Suena el teléfono. Arrebatado de mi tarea de espectador, me apresuro a responder: “Si buenas, aquí Banco León...”. Luego de una acalorada discusión con el representante me es informado que se ha comenzado el proceso para embargar mis propiedades y que puedo, según el tono de voz sofocado y sorprendido del empleado del banco, pasar un buen resto de la tarde.

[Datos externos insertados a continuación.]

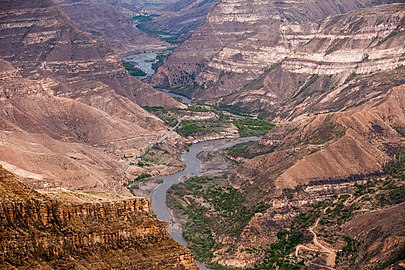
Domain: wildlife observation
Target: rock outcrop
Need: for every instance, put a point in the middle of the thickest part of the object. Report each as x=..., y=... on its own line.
x=264, y=53
x=380, y=237
x=68, y=107
x=112, y=21
x=40, y=233
x=40, y=40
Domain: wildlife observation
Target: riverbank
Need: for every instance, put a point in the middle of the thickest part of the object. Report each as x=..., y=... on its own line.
x=192, y=168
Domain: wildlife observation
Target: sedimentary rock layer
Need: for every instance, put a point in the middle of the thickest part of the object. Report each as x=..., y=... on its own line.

Al volver a mi espectáculo, encuentro que se ha cambiado de acto. Ya los niños no están y los perros han dejado de observar, ahora sentados bajo la sombra mutilada de un guayabo. Podría ser que la privación de mi elemento haya creado una desarmonía en el sistema, o ego aparte, mi conversación telefónica duró más de lo que creí. Al final sólo se encuentran los zapotes, con sus puntas señalando hacia el lomo dorado de este sol insufrible. Ya no importa lo que el banco pueda confiscar: mis muebles, el TV que nunca enciendo o todos mis libros. Con una precisión infernal y astucia felina, el gran artefacto gris del hombre ya se ha llevado, sin boleto de retorno, mi felicidad.